I pause. Electroconvulsive therapy. The big guns, or more like the assault weapons. His colleague is right, though. It's the last-resort treatment in the literature review on catatonia.

“But we have some time before we get that drastic,” he says. “Got some more meds we can try.”

“I hope so.” We stand another moment. “Well, I was just leaving, actually,” I say.

“Yeah, me too. Just checking up on things on the floor.” We walk into the hallway together, our feet clacking two different rhythms against the tile. I don't know whether to be impressed or alarmed at his obvious workaholic tendencies. Maybe this is how he got to be “wunderkind from the Big Easy.”

“Wait, isn't it your holiday or something? New Year's?” he asks.

“Yom Kippur. But they couldn't reach Jason, so I came in.”

“Ah, that's too bad. I wish they had called me. Did you park far away?”
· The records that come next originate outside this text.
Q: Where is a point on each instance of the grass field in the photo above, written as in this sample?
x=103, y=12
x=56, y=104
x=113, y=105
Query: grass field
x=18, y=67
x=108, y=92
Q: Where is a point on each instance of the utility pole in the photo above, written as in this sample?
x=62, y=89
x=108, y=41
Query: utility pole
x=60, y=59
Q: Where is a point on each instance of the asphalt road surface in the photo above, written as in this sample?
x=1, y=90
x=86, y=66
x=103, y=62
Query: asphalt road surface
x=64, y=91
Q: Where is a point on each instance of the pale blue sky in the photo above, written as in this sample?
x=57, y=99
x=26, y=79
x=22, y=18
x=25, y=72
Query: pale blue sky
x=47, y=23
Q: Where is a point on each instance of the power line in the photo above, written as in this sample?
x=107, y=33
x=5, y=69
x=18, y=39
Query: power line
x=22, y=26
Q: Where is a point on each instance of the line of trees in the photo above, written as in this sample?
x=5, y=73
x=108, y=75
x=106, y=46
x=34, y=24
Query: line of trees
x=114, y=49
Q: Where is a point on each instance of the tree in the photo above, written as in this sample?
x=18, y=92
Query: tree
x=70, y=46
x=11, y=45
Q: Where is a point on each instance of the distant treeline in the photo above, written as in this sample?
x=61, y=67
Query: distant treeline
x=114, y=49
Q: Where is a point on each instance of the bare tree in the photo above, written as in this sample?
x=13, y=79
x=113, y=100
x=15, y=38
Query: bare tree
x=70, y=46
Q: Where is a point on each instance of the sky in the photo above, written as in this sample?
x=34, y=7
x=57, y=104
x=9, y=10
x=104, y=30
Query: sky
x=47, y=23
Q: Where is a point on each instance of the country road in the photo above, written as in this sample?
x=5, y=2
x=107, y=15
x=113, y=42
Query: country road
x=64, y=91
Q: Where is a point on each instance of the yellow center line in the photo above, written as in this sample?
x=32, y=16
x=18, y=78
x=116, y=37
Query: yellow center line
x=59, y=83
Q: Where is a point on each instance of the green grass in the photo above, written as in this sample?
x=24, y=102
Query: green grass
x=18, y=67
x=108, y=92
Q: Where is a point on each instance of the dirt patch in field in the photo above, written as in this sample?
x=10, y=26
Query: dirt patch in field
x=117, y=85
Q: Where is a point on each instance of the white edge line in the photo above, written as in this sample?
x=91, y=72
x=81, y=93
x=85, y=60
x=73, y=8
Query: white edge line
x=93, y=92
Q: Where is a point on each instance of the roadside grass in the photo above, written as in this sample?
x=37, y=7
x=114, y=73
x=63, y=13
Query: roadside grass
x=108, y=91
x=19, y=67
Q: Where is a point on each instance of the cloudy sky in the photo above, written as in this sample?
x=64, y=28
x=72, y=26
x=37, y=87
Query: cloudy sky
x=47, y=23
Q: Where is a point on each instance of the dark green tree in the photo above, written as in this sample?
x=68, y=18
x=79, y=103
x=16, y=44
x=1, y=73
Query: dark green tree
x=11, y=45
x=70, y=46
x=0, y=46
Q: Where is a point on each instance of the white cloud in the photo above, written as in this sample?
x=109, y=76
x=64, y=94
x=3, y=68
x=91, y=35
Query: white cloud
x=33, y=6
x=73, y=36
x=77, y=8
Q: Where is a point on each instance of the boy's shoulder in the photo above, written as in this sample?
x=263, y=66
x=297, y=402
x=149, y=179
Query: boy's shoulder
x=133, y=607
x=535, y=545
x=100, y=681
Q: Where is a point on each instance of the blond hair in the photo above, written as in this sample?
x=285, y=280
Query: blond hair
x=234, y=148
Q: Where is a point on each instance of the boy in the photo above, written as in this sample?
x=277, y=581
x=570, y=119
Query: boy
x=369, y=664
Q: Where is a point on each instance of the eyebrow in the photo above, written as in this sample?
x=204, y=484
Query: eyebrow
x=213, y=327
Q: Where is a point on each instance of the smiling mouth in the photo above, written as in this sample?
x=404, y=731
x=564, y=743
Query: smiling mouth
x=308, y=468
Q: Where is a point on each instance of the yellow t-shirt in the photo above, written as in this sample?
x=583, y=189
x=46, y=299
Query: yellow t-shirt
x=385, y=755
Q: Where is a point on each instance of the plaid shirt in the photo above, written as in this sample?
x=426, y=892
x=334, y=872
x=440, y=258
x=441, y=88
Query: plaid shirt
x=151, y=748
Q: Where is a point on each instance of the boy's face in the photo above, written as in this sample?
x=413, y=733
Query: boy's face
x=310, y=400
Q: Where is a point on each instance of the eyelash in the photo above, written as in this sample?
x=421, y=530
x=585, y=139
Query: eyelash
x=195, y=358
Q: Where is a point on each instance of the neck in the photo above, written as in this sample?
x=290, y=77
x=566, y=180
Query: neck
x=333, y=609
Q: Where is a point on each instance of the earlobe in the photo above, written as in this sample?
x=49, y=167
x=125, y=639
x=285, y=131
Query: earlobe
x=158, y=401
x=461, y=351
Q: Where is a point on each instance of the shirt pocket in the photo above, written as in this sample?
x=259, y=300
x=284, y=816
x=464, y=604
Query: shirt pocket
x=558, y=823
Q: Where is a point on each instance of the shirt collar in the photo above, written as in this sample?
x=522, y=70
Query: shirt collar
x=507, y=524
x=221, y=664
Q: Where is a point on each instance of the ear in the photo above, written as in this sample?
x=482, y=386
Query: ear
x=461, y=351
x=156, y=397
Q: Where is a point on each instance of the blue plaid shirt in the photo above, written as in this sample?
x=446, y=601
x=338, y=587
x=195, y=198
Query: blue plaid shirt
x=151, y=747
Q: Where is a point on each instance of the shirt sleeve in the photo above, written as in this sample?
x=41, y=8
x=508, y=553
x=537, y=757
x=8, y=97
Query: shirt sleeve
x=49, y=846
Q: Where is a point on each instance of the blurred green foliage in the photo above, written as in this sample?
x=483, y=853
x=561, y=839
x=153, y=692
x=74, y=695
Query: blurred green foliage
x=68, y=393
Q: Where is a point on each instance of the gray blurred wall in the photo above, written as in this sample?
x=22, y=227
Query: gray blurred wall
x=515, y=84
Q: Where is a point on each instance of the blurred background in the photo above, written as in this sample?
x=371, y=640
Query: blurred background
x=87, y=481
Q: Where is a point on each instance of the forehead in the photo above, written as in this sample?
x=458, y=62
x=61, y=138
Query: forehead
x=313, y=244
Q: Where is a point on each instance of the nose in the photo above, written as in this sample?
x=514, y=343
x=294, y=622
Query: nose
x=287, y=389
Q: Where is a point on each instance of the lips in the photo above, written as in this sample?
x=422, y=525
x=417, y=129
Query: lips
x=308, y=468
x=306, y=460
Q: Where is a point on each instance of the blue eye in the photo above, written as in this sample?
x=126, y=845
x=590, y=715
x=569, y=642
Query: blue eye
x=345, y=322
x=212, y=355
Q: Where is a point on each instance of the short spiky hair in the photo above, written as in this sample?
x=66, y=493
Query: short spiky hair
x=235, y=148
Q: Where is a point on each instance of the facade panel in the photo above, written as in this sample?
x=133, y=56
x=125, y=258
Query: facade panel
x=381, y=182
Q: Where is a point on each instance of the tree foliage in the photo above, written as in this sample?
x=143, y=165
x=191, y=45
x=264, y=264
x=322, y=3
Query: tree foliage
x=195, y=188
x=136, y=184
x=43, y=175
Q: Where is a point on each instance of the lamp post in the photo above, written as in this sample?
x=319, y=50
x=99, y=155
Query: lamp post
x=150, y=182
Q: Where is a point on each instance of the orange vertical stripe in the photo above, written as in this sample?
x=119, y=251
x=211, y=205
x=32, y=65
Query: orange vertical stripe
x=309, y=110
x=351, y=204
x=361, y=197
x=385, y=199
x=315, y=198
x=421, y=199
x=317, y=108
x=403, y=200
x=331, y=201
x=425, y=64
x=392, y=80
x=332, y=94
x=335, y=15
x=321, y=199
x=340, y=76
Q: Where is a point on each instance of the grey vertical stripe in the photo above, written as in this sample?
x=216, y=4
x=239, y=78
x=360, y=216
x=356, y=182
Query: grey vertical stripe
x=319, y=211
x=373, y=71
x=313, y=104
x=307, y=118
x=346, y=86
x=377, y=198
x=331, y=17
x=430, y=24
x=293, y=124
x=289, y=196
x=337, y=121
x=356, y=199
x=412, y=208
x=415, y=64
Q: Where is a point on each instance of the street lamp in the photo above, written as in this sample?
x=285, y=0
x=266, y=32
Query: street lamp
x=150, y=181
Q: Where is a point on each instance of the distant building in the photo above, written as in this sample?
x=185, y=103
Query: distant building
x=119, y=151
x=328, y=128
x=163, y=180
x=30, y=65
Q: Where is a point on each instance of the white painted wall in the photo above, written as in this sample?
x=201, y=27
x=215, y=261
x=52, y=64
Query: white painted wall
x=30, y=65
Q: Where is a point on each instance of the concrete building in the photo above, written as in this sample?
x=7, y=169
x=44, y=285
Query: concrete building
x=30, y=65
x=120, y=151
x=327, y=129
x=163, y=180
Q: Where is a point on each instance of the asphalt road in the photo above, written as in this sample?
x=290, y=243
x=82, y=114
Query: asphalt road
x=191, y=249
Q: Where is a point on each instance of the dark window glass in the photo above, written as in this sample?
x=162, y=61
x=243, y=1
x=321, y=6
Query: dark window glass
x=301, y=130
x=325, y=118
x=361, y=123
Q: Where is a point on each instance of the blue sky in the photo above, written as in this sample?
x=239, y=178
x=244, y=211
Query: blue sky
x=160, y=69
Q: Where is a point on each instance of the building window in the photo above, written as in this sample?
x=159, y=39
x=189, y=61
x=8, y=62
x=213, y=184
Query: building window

“Not too far.” Though this is a lie. The resident lot is a good ten-minute walk, through not the nicest neighborhood. A neighborhood where people shoot one another.
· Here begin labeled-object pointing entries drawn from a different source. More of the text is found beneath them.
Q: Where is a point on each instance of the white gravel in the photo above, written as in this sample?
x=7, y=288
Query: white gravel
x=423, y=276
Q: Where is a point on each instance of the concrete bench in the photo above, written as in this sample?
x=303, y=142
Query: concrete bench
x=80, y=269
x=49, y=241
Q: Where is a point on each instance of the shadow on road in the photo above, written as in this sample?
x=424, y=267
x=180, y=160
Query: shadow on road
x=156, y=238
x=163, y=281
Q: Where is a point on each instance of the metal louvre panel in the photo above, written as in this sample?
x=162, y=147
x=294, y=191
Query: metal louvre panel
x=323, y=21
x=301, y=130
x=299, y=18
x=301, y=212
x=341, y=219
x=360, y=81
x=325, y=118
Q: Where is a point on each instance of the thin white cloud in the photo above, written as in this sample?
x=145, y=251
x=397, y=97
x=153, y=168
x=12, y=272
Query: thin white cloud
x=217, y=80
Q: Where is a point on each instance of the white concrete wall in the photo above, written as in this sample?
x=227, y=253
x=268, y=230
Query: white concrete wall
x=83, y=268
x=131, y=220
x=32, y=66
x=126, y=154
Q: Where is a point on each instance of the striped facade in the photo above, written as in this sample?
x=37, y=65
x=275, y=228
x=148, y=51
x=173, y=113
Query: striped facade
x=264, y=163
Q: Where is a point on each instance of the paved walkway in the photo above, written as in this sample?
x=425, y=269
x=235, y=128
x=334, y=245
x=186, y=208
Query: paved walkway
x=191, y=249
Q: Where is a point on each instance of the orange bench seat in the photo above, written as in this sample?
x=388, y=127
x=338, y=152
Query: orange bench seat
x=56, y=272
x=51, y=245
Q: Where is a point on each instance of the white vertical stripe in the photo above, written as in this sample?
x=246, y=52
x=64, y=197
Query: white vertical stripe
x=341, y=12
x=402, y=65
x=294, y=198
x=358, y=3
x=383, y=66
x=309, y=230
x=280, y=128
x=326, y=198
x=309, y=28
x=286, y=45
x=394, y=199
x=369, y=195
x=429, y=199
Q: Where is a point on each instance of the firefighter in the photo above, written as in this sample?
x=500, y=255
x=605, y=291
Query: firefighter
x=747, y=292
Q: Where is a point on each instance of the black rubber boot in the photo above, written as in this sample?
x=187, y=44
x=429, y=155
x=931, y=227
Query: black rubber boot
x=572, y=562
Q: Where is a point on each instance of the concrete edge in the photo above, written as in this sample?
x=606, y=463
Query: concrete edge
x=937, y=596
“Let me walk you,” he says.

“No, that's all right.”

“No arguing. It's a Southern gentlemanly thing. I insist.”

“Well.” I laugh. “I suppose I can't argue against the Southern gentlemanly thing.” We head into the elevator. But instead of pushing the down button, he pushes the twelve. The top floor.
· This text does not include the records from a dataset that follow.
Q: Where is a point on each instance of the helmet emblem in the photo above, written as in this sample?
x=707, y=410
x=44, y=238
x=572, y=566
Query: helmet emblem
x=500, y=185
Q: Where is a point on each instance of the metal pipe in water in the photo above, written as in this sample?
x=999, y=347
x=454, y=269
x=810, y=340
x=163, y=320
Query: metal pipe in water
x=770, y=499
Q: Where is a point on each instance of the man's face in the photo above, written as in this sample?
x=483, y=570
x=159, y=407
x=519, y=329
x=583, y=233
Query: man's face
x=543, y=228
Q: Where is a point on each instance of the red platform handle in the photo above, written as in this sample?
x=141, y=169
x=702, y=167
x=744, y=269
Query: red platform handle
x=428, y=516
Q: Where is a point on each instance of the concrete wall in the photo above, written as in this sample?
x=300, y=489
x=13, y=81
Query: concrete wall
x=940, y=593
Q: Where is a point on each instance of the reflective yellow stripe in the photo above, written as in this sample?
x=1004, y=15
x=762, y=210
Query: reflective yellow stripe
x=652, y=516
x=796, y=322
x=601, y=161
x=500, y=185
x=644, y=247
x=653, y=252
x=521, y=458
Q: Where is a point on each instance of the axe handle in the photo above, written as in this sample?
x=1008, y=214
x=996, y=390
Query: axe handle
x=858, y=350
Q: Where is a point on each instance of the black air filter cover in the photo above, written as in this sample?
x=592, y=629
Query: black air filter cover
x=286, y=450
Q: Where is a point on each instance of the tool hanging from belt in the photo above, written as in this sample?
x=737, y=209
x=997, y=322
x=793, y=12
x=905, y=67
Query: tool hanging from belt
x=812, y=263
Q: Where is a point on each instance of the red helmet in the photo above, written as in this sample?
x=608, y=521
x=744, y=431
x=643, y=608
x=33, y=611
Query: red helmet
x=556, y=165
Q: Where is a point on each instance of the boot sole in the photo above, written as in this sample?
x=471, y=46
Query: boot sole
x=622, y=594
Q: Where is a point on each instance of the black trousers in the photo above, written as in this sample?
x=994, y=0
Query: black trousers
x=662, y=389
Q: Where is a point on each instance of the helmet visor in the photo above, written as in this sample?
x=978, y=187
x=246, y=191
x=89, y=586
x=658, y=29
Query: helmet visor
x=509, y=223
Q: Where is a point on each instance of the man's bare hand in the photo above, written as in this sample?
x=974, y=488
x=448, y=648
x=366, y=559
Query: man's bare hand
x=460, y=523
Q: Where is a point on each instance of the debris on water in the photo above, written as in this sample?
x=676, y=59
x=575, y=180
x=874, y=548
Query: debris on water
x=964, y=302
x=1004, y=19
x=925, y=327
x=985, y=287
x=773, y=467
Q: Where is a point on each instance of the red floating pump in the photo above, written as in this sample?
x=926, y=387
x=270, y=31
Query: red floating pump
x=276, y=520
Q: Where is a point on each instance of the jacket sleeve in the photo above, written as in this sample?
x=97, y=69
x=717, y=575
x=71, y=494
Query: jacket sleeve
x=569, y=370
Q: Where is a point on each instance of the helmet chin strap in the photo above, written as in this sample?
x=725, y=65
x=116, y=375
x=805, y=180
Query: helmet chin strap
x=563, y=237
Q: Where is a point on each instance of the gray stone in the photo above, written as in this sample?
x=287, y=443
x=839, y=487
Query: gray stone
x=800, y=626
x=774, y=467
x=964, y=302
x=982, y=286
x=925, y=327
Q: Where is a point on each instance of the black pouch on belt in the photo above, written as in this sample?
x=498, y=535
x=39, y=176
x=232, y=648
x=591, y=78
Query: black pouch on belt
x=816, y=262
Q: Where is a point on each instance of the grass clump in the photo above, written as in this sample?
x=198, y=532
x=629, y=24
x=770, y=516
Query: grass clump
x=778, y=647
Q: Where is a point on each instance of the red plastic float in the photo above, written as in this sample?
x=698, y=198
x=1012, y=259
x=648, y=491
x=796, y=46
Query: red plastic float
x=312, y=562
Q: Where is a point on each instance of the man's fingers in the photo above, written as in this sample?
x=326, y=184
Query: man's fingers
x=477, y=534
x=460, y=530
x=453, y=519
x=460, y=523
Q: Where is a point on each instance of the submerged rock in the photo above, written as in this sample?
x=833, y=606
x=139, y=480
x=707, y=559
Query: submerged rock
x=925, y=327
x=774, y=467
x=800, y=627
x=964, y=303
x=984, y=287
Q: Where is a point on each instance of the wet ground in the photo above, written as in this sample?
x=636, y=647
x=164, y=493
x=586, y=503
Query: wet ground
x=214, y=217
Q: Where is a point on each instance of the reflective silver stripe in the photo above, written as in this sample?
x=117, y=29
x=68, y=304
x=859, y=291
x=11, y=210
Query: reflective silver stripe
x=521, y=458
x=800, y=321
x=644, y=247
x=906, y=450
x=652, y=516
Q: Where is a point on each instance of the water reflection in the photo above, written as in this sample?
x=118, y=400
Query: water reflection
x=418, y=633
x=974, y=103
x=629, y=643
“I want to show you something first, if you don't mind,” he says as the elevator lumbers up.

“Sure,” I answer, though I'm feeling a bit light-headed and really just want to go home and get something to eat. But I'll admit that I'm intrigued. The elevator dings open, and I follow him out. The twelfth floor, oddly, does not have the same mud-brown color scheme as the rest of the hospital. The carpet is a light pink, with tuna-colored Formica furniture, a basic block coffee table, and pink plastic chairs with scratched-up seats. A pale-pink curtain covers the large window.

“It's like a ghost town up here,” I say, looking around. Dark, no patient lights, no beeping noises, no nurses calling from overhead. A forgotten, orphan floor.

“Yeah, it's been empty for over a year. They're still deciding whether or not to move dialysis up here.” He gazes around, too. “You want a drink?”

“A drink?”

“Sure,” he says, heading to the corner where a Pepsi machine buzzes softly, casting a gray-white glow on the wall. “Pick your poison. It's on me. The least I can do for them calling you on your holiday.

“All right.” I tap on the Diet Pepsi window. He stares at the machine, fingering his chin in a semi-comic gesture of deep thought. “Going to have to go with the root beer.” He clinks in the quarters, and the machine spits out our drinks. I spy a bag of Fritos calling out to me and push that button, too. It's as good a break-the-fast as any. He sits down in one of the plastic chairs.

“Have a seat.” He points to the other one and unscrews his bottle with a loud hiss. Then he leans back, his long legs crossed in front of him. We sit a moment, drinking our drinks. The chips are heavenly. Though after a while, I wonder what the hell he wanted to show me in this musty, old abandoned floor.

“Okay, you ready for the big reveal?” he asks as if in response to my unspoken question.

I raise one eyebrow doubtfully, and he takes this for a yes and walks over to the window.

“You sure you're ready now?” he asks, and before I can answer, he rips open the curtain with a soft metal scrape. A thousand hazy city lights spring up in the window, miles of buildings and streets laid out before us.